WASHINGTON (CN) — The U.S. Department of Agriculture has announced new partnerships with Native American tribes to manage federal lands, promote bison conservation and support animal harvesting and meat processing.

The agency unveiled several measures Wednesday for its part in kicking off the two-day White House Tribal Nations Summit where tribal leaders will meet with administration officials in Washington and highlight recent federal investments on tribal land.

The Forest Service announced 120 new co-stewardship agreements, totaling $68 million in investment, to manage federal lands. The programs help highlight tribal priorities including watershed improvements, wildlife habitat and preventing wildfires. It also seeks to protect sacred sites.

To support the agreements, the agency unveiled an action plan for fulfilling responsibilities to tribes for federal stewardship of lands.

Four tribes across Alaska, Oregon, California and Montana also are receiving about $4.3 million in grants primarily for processing meat on their lands. The program supports modern and traditional harvesting methods for animals native to North America, such as bison, reindeer and salmon.

The USDA also announced several measures to support bison conservation and food access.

The agency unveiled a public-private bison conservation partnership with the Department of the Interior, InterTribal Buffalo Council, Native Americans in Philanthropy, World Wildlife Fund, The Nature Conservancy, and other buffalo-focused nonprofit organizations.

The Department of Agriculture also is partnering with the Sitka Conservation Society to create a new curriculum to educate rural residents about the Federal Subsistence Management Board, which manages fish and wildlife for subsistence uses on federal public lands and waters in Alaska.

Agriculture Secretary Tom Vilsack said the announcements show the agency is “reshaping our programs to incorporate Tribal and Indigenous perspectives, remove barriers, and encourage tribal self-determination.”

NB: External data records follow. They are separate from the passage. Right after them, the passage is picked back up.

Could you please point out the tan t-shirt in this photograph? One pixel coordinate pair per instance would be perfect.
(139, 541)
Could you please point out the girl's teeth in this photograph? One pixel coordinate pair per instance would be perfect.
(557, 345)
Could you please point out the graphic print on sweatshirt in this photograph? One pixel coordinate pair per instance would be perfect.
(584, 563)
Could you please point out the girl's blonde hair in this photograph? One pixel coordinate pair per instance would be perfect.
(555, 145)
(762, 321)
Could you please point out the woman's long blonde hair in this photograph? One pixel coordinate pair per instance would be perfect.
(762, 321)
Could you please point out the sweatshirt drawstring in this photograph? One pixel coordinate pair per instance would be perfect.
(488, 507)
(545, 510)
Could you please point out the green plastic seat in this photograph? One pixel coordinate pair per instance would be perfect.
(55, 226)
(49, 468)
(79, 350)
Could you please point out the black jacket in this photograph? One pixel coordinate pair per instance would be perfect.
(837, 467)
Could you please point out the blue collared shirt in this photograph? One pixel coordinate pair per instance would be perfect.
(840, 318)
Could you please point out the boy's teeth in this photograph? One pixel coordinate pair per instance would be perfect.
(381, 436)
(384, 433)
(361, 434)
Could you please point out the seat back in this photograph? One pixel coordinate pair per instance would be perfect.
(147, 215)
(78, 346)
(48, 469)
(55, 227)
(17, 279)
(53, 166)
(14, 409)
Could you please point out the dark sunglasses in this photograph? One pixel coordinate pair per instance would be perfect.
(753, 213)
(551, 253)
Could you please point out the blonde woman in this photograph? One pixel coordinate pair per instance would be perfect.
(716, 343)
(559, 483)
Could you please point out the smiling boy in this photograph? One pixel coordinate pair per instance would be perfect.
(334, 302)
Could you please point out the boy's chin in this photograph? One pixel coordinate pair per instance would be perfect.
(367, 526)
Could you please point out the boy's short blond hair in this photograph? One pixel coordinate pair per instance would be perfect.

“USDA is working directly with tribal nations to support their decisions on how best to co-steward federal lands and forests and the traditions that have been passed down from ancestors and elders,” Vilsack said in a press release. “These investments will also create economic opportunities in tribal communities, elevate the agency’s work to increase co-stewardship in forest management, while also increasing the availability of affordable, healthy protein sources from Indigenous animals that have been the backbone of tribal food systems for generations.”

The USDA measures a part of a slew of new initiatives announced Wednesday aimed at promoting tribal self-determination and economic independence, including an executive order to ease access to federal funding programs.